Many people, including myself before undertaking this article, typically associate the term ‘artificial intelligence’ with images of droid-like robots or an ‘all-knowing’ HAL performing human actions and taking over the world enslaving humans. A natural reaction, I am sure, but upon further investigation, it has become apparent to me that AI is a mixture of good and bad. The advantages of artificial intelligence, to a certain extent, far outweigh the disadvantages. The real battleground of controversy exists between AI-led versus AI-assisted arguments. One article dubbed AI as an ‘arms race’ where competing companies rival one another for the best solutions and most advanced platforms. Although there is a measure of truth to this observation, this article will examine the advantages and disadvantages of AI in the online classroom.
Artificial Intelligence: a general overview:
One might find it useful to briefly define the different types of AI and what is meant by the term ‘artificial intelligence.’ According to one source, “AI systems will typically demonstrate at least some of the following behaviors associated with human intelligence: planning, learning, reasoning, problem-solving, knowledge representation, perception, motion, and manipulation and, to a lesser extent, social intelligence and creativity.”1 Moreover, AI is simply the process employed by technology to mimic, reproduce, or carry out actions, usually requiring humans or otherwise intelligent actions.
There are two types of AI: narrow AI and general AI. Narrow AI refers to all the intelligent functions found in computers today. According to one source, ‘narrow AI’ refers to “intelligent systems that have been taught or learned how to carry out specific tasks without being explicitly programmed how to do so.”2 Some examples of narrow AI include speech and language recognition software, such as that found in Siri, recommendations provided by search engines, or programs that identify and block inappropriate online content. Essentially, narrow AI can only carry out specific tasks by being taught how to do so. General AI is quite the opposite. According to one source, “Artificial general intelligence is very different, and is the type of adaptable intellect found in humans, a flexible form of intelligence capable of learning how to carry out vastly different tasks, anything from haircutting to building spreadsheets, or to reason about a wide variety of topics based on its accumulated experience.”3 General AI is the likes of that found in HAL from 2001: A Space Odyssey or the human-like droids from Star Wars. This type of adaptable intelligence is not found in computers today but may become a reality in the near future.
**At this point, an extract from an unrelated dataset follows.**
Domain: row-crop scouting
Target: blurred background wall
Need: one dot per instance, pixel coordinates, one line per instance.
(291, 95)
Machine learning is a subsidiary of AI and refers to how AI systems are trained to process data and carry out tasks. There are two types of machine learning: supervised and unsupervised learning. According to one source, “A common technique for teaching AI systems is by training them using a very large number of labeled examples.”4 In essence, the machines are given a large amount of data to process that includes labels of interests that are used to train the machine. An example is a platform that can identify a specific animal in a photograph, such as a dog. We see this all the time in Google images, which can differentiate or narrow the content of photographs based on the subject matter for which you are looking. Supervised learning teaches the machine by example, and the process of creating these labels for the machine to process is carried out by humans. Unsupervised AI, on the other hand, “uses a different approach, where algorithms try to identify patterns in data, looking for similarities that can be used to categorize that data.”5 In this type of learning, the algorithms have not been programmed in advance to look for certain data. An example is Google News, which groups together different stories that share similar data. Both techniques are utilized for training AI to operate efficiently, mimicking human actions.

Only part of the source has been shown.